Author Farson quickly counters that belief with “Research tells us that people are more likely to change when we reverse the flow of communication, that is, when people are not talked at but when they themselves have a chance to talk.” People are more likely to change when they have a chance to talk! Wow, there’s a paradigm shift for most of us. We don’t really convince other people, they convince themselves when we help them talk through the issue by listening and asking questions that demonstrate that we’re trying to understand!

Farson also points out that “Good listening is inordinately difficult, even for experienced listeners.” Listening takes a lot of energy. I don’t have the energy to stay in that mode all of the time, but when I do shift into my “listening to understand” mode it’s amazing how much people respond to that experience. I often spend several hours talking/listening one-on-one with my clients. If I’ve been in the right listening mode, many of them have said to me “You now know more about me than anyone.” That statement in itself is absurd but it’s amazing how different people feel when you actually listen to them.
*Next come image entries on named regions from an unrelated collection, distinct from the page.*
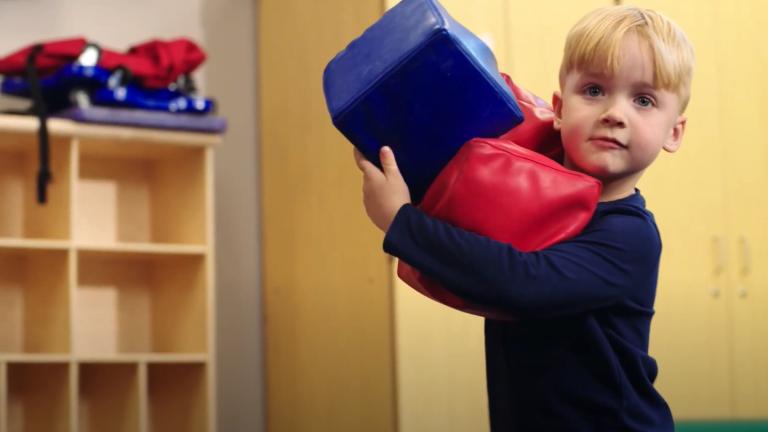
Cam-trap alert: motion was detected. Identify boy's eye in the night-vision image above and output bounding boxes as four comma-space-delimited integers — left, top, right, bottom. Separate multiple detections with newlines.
584, 84, 603, 97
635, 96, 654, 107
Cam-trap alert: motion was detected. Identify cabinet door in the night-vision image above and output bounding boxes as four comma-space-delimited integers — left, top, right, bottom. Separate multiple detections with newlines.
380, 4, 500, 432
718, 0, 768, 419
634, 0, 731, 419
502, 0, 613, 102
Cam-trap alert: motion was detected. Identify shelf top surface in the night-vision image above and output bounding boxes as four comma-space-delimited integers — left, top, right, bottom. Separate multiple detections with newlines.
0, 114, 222, 147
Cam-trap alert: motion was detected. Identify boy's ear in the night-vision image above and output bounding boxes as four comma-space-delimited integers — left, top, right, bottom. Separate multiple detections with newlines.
552, 90, 563, 131
552, 90, 563, 131
663, 114, 688, 153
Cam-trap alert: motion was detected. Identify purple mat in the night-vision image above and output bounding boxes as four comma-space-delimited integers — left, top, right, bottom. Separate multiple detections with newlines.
52, 106, 227, 132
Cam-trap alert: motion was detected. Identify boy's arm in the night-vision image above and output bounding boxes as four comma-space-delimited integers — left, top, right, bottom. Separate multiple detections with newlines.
355, 147, 661, 317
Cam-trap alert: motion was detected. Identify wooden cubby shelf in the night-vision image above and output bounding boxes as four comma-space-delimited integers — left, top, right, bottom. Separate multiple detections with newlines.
0, 115, 221, 432
74, 252, 207, 355
0, 247, 70, 355
75, 139, 206, 244
147, 364, 210, 432
78, 363, 141, 432
0, 132, 71, 239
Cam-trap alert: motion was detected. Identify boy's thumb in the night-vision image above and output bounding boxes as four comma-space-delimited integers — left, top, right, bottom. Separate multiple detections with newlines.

While Farson makes many great points in this chapter, I want to close this blog on one particular thought that he put forth, “Listening to others means having to be alert to one’s own defensiveness, to one’s impulse to want to change others. That requires a level of self-awareness, even self-criticism that is often not easy to endure.” Listening requires humility. When we really listen we have to question our own understand and perspective on an issue. We may even begin to change our own mind. So while research says that people change when you give them a chance to talk, be aware that you yourself may change by being a better listener. Win-win.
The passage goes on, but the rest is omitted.